Label are requirement item.It is shown such as some numerical results such as table 2 of the present embodiment cluster." metro noise " be can choose as demand
?.
2. word frequency of occurrence of table
Sequence | Word | Word frequency of occurrence |
1 | Subway | 541 |
2 | Ear | 426 |
3 | Noise | 346 |
4 | Sound | 312 |
… | … | … |
Passenger demand item different degree is measured with the counterpropagate temperature of the requirement item.Wherein, the meter of temperature is propagated
Calculate formula are as follows:
In formula: nsFor amount of text in every cluster, ZiFor the transfer amount of i-th text in every cluster, DiFor the i-th provision in every cluster
This amount of thumbing up, PiFor the comment amount of i-th text in every cluster, w1、w2And w3For constant, k is cluster number of clusters;
w1、w2And w3The weight for respectively indicating forwarding, thumbing up and commenting on, meets w1+w2+w3=1.
User repeats the influence of dispatch in order to prevent, with propagation range gk=ls/nsIt is modified to temperature is propagated, wherein
lsFor the number of users sent the documents in every cluster, revised propagation temperature is expressed as:
r′k=rk×gk
In formula: r 'kFor revised propagation temperature, gkTo propagate range, lsFor the number of users sent the documents in every cluster;
Counterpropagate temperature, that is, different degree calculation formula are as follows:
In formula: S is total text collection number, r 'iFor the propagation temperature after i-th demand correction, i is requirement item label.
Step 6: requirement item obtained in step 5 is first determined whether it is present in demand dictionary, if then exiting,
If otherwise judge its different degree and counterpropagate persistence whether and meanwhile meet preset threshold, be added to demand word if meeting
Library is exited if being unsatisfactory for.

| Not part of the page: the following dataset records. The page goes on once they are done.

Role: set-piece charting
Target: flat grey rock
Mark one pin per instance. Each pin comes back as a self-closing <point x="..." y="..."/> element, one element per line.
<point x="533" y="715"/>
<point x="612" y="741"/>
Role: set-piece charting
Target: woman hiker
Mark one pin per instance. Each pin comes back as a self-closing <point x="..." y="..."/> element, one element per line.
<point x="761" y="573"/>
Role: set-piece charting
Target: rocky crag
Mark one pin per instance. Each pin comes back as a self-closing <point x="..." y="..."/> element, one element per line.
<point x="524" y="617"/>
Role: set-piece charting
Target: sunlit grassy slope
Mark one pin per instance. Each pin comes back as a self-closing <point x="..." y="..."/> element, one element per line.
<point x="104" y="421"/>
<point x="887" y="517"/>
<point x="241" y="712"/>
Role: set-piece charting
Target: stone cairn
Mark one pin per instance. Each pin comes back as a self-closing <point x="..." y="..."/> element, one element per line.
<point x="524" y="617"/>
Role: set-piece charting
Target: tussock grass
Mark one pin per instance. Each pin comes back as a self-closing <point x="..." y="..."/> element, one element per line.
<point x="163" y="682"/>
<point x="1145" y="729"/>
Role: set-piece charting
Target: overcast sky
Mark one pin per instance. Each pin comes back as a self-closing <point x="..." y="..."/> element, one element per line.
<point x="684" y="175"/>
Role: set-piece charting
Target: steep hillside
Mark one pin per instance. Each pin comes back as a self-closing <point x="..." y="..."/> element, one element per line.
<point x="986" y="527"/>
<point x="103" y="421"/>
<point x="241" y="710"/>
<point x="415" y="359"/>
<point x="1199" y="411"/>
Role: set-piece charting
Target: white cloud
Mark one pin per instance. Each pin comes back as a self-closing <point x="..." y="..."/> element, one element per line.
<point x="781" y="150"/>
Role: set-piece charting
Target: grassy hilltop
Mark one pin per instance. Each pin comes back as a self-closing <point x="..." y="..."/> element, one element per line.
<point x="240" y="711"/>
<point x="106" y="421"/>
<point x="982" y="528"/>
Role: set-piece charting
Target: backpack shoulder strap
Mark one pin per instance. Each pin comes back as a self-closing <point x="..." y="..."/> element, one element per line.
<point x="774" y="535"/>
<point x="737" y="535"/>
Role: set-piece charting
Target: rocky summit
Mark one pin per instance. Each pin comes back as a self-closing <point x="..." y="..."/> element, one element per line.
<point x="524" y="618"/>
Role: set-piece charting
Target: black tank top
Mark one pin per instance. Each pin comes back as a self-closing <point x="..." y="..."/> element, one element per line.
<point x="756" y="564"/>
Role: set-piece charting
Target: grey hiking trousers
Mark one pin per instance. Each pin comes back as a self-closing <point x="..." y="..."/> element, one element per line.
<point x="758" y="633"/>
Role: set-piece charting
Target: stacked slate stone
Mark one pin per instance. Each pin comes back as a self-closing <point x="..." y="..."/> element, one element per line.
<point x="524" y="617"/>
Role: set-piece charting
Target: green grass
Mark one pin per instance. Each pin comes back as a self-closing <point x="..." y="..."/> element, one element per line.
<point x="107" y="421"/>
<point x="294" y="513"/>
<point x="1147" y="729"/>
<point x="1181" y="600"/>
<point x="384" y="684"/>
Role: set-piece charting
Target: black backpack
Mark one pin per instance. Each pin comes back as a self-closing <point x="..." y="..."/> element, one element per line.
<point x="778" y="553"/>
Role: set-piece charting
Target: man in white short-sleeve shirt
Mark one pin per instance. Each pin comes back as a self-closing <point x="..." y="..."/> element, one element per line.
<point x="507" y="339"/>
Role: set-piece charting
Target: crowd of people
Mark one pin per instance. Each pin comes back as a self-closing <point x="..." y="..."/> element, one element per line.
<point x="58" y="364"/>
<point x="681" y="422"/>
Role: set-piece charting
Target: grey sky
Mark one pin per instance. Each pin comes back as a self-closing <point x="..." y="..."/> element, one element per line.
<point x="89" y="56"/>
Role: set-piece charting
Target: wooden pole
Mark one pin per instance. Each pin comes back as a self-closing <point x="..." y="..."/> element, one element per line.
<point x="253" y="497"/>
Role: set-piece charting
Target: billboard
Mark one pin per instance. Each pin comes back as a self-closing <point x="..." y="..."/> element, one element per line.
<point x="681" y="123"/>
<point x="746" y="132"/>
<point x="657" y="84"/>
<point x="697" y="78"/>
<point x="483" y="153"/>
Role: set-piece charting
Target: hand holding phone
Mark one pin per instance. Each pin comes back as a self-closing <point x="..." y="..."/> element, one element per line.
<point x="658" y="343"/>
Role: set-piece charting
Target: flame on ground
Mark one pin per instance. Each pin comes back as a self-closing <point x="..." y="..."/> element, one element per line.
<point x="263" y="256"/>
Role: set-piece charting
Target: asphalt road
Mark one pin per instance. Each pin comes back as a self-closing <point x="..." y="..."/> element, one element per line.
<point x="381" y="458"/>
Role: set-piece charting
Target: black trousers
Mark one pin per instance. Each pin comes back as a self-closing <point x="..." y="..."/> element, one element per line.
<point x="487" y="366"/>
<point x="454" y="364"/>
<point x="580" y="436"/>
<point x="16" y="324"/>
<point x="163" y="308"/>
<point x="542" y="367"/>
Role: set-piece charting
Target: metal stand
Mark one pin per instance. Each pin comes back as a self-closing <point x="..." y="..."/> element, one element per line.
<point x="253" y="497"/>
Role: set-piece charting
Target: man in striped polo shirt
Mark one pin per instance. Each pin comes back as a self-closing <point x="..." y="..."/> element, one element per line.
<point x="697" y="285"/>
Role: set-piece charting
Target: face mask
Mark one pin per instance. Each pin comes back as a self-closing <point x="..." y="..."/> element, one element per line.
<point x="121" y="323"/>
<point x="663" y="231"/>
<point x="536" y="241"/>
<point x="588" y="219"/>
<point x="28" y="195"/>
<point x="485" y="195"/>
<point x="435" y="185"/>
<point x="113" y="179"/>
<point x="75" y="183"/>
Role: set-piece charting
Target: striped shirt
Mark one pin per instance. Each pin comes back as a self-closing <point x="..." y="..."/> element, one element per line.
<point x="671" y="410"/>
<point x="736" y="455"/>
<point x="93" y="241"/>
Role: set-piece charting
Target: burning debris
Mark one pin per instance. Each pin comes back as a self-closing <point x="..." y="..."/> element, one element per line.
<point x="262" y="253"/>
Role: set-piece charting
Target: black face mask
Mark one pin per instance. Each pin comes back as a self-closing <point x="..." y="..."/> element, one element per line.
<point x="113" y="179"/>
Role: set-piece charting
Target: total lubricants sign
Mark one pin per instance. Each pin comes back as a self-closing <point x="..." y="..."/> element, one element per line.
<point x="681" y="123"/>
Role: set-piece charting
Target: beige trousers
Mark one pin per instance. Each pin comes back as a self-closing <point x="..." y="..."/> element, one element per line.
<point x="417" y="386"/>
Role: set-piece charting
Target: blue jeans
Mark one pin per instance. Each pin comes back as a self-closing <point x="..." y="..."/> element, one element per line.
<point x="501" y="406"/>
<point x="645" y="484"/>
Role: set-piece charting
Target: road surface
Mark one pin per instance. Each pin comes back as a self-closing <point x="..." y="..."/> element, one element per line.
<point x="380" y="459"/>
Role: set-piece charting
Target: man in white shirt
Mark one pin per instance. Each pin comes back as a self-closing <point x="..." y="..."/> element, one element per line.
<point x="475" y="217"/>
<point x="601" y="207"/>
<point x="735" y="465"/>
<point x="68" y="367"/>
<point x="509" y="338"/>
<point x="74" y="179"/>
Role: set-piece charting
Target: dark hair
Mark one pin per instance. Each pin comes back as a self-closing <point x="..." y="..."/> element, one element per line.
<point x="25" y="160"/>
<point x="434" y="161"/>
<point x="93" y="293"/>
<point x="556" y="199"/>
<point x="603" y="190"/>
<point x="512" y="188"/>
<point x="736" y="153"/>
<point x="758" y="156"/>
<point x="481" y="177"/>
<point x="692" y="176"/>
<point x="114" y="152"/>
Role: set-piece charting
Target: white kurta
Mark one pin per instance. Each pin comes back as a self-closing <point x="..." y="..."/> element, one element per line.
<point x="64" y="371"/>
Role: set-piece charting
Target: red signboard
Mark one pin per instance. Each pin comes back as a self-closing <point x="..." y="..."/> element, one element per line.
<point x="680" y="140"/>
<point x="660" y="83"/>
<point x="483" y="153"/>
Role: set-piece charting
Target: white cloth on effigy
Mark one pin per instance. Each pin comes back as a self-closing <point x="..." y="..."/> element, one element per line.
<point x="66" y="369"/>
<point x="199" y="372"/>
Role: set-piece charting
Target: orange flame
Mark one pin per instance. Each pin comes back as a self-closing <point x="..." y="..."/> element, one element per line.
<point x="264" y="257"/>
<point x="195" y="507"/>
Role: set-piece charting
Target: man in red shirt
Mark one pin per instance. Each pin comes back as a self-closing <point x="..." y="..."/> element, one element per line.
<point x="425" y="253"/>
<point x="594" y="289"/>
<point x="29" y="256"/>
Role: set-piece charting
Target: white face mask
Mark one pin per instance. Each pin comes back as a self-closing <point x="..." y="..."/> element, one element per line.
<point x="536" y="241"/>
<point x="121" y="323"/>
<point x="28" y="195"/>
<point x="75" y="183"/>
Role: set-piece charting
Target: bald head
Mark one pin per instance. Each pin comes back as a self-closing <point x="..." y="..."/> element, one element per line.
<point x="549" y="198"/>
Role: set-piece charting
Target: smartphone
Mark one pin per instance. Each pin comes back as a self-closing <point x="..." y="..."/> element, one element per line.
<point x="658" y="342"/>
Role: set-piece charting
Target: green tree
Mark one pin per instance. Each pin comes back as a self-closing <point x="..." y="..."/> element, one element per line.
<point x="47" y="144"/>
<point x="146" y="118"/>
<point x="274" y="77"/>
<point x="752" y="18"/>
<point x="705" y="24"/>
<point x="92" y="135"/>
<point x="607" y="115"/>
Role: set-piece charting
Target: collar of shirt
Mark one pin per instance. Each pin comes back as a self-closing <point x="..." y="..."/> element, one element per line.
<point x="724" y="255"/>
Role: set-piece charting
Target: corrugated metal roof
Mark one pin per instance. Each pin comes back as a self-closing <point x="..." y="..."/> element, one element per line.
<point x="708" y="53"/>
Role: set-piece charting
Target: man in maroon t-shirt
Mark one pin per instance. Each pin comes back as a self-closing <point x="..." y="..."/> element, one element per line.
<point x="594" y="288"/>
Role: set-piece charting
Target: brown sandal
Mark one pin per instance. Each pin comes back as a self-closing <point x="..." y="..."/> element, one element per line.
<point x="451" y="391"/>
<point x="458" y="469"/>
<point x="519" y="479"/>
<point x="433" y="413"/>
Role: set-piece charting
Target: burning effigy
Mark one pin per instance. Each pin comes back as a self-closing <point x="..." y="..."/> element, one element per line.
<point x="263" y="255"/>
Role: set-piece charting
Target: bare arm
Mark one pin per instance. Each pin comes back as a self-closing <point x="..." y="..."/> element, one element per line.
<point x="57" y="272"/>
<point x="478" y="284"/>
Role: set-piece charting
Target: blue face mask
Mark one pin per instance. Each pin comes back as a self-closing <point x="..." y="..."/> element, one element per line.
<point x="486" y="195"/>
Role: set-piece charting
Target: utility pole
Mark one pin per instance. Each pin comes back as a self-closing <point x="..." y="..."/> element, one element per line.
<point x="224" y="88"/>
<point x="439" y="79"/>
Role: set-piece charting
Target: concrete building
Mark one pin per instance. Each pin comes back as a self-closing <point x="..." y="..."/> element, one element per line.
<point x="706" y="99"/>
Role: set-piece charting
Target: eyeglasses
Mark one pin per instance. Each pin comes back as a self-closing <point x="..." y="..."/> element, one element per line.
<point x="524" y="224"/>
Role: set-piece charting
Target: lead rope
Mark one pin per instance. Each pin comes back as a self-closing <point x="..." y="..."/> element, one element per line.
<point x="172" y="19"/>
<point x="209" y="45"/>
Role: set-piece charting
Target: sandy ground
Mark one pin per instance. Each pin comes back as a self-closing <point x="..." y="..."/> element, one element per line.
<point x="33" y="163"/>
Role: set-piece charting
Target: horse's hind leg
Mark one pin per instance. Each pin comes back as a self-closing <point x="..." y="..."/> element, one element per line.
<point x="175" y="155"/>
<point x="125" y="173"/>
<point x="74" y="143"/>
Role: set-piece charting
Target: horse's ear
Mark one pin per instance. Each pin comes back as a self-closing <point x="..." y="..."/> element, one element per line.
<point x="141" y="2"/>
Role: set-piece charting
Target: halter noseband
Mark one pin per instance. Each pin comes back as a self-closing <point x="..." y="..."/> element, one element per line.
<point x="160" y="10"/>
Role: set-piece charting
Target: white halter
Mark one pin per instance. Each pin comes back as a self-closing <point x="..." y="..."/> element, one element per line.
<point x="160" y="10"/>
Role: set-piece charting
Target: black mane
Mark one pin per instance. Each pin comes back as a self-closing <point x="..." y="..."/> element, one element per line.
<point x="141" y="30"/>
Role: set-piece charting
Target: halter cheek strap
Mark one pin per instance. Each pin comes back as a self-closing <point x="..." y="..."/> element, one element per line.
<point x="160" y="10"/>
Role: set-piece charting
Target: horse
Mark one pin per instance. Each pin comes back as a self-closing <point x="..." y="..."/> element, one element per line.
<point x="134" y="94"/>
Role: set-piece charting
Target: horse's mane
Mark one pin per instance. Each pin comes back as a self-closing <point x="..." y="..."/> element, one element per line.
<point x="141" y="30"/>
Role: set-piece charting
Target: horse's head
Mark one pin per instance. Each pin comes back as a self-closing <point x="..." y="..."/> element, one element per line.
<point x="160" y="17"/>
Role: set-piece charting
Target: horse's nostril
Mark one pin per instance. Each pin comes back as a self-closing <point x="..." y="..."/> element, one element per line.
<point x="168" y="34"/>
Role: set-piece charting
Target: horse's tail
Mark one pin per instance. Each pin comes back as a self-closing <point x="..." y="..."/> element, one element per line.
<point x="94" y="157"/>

Acquired demand is evaluated in conjunction with the propagation temperature and propagation persistence of requirement item, judges whether it is newly to need
It asks.It is likely to occur the requirement item not having in demand dictionary in the passenger demand item of acquisition, is needed according to propagation temperature and propagation
Persistence judges these requirement items, judges whether it can be used as new demand item and add to demand dictionary.Mainly in two steps
It carries out:
1) requirement item that will acquire is matched with existing requirement item in demand dictionary, it is determined whether by not having in dictionary
Some requirement items;
2) by the counterpropagate temperature of requirement item and counterpropagate persistence and pre-set threshold value comparison.It is lasting to propagate
Degree is the propagation duration for measuring new demand.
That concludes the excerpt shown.